Desde a semana passada, o governo russo já havia dito que deixaria o acordo, que vence na terça (18), caducar. Os russos consideram que a contrapartida à permissão para navios navegarem sem serem atacados, um acordo paralelo facilitando a exportação de seus grãos e fertilizantes, não foi implementada totalmente.

A Ucrânia e os mediadores do arranjo, a Turquia e a ONU, foram notificados. Chamada de Iniciativa de Grãos do Mar Negro, a medida permitiu que 32 milhões de toneladas de grãos ucranianos deixassem o país, devolvendo os preços internacionais do trigo aos patamares pré-guerra. A inflação global de alimentos do primeiro semestre de 2022 foi largamente creditada ao bloqueio naval na região.

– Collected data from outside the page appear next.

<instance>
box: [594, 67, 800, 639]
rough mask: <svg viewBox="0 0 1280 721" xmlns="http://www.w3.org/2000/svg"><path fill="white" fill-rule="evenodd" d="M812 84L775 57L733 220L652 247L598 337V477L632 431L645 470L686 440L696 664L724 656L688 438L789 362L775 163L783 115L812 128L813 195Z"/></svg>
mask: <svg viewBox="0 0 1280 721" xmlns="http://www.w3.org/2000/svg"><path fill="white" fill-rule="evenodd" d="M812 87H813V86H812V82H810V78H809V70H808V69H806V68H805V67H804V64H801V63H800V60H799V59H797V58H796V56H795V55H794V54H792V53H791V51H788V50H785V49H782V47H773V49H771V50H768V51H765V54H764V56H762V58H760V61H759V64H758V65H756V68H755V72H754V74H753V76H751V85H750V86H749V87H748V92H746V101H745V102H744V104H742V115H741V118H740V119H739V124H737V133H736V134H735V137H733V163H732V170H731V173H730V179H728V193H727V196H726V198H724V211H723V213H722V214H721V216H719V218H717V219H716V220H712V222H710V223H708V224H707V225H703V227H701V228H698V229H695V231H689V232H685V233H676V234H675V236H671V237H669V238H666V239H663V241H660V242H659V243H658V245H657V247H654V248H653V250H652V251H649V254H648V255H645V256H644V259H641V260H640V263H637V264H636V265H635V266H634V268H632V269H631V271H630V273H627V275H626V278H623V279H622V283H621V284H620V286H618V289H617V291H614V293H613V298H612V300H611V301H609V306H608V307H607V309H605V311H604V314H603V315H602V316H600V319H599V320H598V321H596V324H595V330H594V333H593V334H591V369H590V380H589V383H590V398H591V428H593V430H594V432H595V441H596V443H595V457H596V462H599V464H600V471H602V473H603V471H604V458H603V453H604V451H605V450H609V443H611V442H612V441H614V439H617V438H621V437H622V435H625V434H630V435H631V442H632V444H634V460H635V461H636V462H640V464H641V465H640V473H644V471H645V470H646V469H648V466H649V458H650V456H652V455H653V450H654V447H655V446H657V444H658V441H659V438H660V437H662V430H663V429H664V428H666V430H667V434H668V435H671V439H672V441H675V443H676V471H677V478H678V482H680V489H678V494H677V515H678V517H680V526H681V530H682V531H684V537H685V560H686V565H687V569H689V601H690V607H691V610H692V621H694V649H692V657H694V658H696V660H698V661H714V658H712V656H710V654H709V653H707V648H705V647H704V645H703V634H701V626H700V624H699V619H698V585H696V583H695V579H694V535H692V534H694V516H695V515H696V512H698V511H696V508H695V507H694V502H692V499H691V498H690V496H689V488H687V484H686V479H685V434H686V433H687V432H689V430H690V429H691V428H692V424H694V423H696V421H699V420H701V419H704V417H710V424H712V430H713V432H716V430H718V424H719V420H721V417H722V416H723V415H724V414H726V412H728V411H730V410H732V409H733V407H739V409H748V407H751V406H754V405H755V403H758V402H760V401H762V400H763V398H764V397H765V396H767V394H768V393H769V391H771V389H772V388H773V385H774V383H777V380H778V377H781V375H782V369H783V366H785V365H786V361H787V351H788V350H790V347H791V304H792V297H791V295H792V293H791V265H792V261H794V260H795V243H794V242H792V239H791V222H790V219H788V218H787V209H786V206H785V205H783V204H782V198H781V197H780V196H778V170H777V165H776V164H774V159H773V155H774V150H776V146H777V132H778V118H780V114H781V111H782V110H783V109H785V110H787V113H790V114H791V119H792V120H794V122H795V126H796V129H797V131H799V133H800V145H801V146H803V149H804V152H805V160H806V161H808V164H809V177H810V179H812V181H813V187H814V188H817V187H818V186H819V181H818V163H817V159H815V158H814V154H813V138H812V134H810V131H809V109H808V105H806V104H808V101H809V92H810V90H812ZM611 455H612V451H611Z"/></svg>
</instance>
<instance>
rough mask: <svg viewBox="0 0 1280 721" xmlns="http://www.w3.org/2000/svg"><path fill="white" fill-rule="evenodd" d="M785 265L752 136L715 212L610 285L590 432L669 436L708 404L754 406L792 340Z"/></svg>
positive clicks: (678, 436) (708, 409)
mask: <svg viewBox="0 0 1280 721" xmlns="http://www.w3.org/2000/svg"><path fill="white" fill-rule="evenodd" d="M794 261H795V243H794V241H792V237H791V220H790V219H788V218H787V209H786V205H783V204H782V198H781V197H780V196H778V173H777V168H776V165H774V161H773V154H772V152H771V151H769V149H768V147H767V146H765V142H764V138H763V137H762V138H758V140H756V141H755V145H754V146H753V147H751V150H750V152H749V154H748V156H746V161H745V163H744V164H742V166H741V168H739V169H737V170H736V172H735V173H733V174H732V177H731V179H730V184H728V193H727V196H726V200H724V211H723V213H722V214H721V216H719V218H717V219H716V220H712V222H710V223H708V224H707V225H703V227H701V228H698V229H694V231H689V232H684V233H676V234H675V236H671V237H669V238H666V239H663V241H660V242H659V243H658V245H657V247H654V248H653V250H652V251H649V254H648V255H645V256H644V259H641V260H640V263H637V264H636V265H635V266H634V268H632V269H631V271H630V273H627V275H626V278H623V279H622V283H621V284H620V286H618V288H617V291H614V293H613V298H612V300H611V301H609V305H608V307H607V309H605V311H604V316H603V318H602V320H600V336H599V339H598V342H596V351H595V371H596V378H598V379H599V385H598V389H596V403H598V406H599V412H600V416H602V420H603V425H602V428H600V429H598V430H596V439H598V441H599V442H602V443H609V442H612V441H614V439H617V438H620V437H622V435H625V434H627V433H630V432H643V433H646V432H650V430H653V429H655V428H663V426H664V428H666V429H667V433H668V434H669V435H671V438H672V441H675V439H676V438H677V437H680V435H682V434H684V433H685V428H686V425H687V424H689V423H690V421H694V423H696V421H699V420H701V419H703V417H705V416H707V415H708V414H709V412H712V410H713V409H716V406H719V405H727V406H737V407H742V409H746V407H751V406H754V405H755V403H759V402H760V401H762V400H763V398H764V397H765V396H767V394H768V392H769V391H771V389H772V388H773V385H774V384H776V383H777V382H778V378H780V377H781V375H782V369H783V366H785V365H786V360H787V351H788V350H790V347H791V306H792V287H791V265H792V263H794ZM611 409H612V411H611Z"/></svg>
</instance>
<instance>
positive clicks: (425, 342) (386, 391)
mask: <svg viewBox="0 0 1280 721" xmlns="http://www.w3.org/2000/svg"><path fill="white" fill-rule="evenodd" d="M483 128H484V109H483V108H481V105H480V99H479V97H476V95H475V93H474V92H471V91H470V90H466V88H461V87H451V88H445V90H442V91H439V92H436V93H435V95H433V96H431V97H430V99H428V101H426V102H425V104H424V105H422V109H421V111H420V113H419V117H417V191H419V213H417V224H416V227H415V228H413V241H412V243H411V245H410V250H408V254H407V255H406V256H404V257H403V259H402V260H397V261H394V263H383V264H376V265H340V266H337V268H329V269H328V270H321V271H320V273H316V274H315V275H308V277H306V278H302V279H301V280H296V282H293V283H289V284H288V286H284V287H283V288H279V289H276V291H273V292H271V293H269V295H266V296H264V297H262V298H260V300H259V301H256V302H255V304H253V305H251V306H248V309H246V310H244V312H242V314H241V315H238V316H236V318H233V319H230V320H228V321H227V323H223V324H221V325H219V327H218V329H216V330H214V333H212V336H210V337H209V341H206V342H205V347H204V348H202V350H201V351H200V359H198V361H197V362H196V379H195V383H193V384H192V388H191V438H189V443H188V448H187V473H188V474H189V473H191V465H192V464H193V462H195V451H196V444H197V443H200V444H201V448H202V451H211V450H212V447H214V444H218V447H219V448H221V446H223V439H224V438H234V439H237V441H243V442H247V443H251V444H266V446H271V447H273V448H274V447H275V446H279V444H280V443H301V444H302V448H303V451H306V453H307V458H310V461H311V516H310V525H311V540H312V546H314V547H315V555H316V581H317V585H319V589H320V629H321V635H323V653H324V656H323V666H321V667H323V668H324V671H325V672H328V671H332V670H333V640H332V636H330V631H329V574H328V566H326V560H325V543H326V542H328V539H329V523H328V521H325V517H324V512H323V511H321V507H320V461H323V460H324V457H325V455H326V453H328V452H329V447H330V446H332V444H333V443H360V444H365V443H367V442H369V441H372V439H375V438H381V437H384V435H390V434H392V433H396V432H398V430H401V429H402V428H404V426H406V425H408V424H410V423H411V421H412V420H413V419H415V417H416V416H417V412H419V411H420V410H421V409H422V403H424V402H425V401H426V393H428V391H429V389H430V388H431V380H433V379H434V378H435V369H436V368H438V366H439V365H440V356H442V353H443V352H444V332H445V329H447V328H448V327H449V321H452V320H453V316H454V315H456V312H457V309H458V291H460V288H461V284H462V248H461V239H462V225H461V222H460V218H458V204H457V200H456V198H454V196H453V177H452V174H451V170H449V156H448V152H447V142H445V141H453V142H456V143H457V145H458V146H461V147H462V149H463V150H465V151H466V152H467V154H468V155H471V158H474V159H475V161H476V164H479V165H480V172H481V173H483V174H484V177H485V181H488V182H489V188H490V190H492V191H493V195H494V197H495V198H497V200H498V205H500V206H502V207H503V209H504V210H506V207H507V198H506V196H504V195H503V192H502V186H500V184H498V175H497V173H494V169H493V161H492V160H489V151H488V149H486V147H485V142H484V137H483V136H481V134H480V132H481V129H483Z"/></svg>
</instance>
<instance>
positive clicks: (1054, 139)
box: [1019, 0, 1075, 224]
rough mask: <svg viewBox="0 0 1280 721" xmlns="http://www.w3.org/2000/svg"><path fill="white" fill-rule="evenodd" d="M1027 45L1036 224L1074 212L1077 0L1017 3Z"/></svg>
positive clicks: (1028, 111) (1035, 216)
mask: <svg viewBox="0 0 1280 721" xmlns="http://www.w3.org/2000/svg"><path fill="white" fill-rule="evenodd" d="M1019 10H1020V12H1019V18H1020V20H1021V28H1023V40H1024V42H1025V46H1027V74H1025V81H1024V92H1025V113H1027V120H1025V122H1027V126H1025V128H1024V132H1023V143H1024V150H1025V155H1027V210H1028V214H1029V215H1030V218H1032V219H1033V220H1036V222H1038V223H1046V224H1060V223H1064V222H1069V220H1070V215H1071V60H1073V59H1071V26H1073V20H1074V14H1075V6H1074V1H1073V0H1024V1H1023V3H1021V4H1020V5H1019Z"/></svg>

O acerto foi fechado em 22 de julho do ano passado e renovado em três ocasiões. O presidente turco, Recep Tayyip Erdogan, chegou a anunciar que Putin havia aceitado a medida na sexta-feira passada.

Peskov afirmou que a Rússia retomará o acordo “imediatamente” caso suas condições sejam satisfeitas. Já a União Europeia acusou Putin de transformar a fome em países mais pobres em uma arma de sua guerra.

“Condeno fortemente o movimento cínico da Rússia”, afirmou em um tuíte a presidente da Comissão Europeia, a alemã Ursula von der Leyen. O diplomata-chefe do bloco europeu, o espanhol Josep Borrell, disse que o ato foi “algum muito sério, que criará vários problemas para muita gente em todo o mundo”. A Casa Branca e aliados como França e Alemanha pediram para que Putin reconsidere a ação.

Enquanto isso, o secretário-geral da ONU, António Guterres, que havia ajudado a mediar o acordo inicialmente, qualificou a decisão como um “golpe para pessoas necessitadas em todos os lugares”. Kiev reagiu dizendo que pretende manter o corredor naval aberto com a ajuda da Turquia, que é membro da Otan (aliança militar ocidental). Não está claro se a Rússia faria algo, militarmente, contra navios civis na região.